Photographic data collection

Last modified by smsiltan@helsinki_fi on 2024/03/27 10:32

Data collection with a digital camera

A tailored test sheet was photographed with a digital SLR (single lens reflex) camera.
 Here is a downsampled version:


testsheet.png


The idea is to take pictures of exactly the same (above) view with
 (1) Correct focusing and low noise (low noise means small ISO sensitivity 100),
 (2) Incorrect focusing and low noise (ISO 100), and
 (3) Incorrect focusing and high noise (ISO 3200).

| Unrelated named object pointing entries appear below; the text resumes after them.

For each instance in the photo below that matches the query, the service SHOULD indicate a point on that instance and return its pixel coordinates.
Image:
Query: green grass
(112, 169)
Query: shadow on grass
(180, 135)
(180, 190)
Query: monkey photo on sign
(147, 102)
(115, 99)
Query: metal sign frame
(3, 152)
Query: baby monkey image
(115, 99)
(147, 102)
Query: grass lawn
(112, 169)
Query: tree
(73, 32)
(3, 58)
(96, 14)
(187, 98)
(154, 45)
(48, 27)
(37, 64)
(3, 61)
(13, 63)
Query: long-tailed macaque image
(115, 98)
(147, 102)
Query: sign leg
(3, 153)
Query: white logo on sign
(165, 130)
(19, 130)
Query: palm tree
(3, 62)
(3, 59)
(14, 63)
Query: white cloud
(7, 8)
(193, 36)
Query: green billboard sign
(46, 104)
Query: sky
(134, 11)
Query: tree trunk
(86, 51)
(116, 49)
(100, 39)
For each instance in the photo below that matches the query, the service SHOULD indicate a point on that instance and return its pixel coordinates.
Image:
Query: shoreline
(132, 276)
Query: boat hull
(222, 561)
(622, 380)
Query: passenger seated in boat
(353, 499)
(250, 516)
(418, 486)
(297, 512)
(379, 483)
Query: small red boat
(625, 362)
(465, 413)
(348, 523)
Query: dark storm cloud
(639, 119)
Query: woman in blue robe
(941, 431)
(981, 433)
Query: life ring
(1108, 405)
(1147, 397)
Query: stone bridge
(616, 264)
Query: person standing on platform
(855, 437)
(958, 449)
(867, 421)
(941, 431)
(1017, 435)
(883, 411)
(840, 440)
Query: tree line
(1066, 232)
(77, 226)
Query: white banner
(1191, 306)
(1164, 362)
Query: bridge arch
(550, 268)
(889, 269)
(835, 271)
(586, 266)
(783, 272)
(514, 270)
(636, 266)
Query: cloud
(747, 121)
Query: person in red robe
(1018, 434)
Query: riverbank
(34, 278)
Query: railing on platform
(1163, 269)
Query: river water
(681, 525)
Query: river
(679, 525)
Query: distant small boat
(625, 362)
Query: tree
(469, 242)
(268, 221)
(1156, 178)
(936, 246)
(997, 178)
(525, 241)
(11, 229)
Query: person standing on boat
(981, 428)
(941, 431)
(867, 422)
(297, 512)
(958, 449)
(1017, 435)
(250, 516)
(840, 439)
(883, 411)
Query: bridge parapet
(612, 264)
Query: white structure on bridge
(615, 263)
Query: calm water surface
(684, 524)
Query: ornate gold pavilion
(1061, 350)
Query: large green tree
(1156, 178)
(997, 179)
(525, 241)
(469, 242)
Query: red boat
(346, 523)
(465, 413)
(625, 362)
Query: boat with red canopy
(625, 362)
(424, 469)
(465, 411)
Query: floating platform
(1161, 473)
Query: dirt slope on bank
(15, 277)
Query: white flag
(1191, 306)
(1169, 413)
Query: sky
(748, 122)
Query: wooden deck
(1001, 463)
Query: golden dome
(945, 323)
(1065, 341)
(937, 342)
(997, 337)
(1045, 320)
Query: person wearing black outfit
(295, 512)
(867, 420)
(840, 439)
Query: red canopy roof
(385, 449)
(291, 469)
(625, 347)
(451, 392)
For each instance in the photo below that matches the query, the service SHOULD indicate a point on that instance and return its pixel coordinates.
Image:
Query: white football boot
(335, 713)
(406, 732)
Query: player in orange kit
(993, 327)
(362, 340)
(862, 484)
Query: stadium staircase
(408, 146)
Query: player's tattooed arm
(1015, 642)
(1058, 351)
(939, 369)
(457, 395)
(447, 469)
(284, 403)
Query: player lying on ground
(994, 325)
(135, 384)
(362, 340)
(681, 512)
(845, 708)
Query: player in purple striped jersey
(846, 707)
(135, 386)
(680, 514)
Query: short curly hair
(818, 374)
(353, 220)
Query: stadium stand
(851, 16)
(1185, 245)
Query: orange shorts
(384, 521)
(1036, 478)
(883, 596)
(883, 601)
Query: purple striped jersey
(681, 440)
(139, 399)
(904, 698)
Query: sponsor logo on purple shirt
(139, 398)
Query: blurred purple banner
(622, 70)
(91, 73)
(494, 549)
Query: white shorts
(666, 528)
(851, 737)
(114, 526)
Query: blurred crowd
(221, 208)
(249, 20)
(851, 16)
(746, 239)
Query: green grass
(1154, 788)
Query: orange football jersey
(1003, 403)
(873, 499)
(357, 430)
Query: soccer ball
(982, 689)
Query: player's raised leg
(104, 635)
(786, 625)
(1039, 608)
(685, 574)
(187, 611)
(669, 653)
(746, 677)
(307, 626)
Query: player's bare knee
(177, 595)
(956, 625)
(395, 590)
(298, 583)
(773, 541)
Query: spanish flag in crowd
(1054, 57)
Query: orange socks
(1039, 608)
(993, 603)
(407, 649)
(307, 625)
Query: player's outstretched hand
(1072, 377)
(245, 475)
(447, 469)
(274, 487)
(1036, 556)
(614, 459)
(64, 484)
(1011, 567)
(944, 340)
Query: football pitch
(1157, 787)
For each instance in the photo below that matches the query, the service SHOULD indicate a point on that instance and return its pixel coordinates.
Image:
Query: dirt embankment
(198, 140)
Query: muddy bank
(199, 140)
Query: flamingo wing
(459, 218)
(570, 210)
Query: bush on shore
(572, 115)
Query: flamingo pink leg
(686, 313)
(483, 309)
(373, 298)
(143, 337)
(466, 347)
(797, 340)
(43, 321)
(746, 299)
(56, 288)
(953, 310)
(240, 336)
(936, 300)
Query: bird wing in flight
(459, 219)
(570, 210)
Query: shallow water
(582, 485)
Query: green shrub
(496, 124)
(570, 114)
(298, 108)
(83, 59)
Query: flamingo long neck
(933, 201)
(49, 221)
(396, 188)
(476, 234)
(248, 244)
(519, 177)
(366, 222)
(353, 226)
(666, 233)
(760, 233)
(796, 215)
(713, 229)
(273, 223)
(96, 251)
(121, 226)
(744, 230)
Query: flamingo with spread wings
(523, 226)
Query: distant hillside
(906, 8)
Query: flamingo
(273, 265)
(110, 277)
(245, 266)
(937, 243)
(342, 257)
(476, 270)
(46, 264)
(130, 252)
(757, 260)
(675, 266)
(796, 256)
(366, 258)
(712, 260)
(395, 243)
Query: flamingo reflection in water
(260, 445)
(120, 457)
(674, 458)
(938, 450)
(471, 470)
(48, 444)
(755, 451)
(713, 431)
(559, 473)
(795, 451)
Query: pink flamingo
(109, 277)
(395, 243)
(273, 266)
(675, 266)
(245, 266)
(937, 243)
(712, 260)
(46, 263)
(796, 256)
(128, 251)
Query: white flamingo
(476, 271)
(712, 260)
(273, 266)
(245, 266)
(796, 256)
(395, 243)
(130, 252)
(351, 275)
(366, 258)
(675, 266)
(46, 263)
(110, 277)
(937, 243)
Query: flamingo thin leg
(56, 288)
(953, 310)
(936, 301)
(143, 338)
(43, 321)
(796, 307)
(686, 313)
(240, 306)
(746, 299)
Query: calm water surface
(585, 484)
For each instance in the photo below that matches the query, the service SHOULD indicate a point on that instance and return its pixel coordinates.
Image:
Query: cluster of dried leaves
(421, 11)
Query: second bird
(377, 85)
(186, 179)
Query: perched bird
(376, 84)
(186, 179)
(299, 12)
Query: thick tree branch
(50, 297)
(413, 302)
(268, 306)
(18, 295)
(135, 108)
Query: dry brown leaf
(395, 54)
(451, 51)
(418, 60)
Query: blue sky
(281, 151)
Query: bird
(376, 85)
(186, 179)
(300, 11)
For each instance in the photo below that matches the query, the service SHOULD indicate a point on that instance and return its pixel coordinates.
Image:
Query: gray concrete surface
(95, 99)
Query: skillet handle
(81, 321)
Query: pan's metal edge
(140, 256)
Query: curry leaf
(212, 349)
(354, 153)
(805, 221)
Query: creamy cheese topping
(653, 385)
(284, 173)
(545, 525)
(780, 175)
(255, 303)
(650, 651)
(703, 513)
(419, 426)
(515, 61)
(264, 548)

We recorded one image of type (1), three images of type (2) and three images of type (3).
 It is important to take all these photos in camera RAW format instead of a format involving
 lossy compression, such as jpeg. In addition to not losing information in compression,
 the RAW files have the advantage that they are saved in 16 bit format instead of 8 bit.
 Namely, 8 bit images allow only 256 different levels in each pixel (and each RGB color component),
 whereas 16 bit files can store the full dynamic range of the analog-to-digital converter of
 the camera, typically 12 or 14 bit (4096 or 16384 levels in each pixel, respectively).

The original images were color photographs containing all RGB channels (red, green, blue).
 We picked out just the red channel and consider the result as a black-and-white, or grayscale, image.

Here are jpeg versions of all the seven images recorded. These are just for viewing purposes;
 uploading all the RAW images is impractical as they are 28 MB in size each.
 (1) Correctly focused low-noise jpeg image
 (2) blur100_1.jpg; blur100_2.jpg; blur100_3.jpg
 (3) blur3200_1.jpg; blur3200_2.jpg; blur3200_3.jpg

From each of the seven images, we extracted the point spread functions of different sizes,
 and portions of the images containing text. Here is the Matlab routine that was used:
read_image_files.m.Unfortunately, the images are not perfectly aligned,
 so some manual registration may be needed for optimal results.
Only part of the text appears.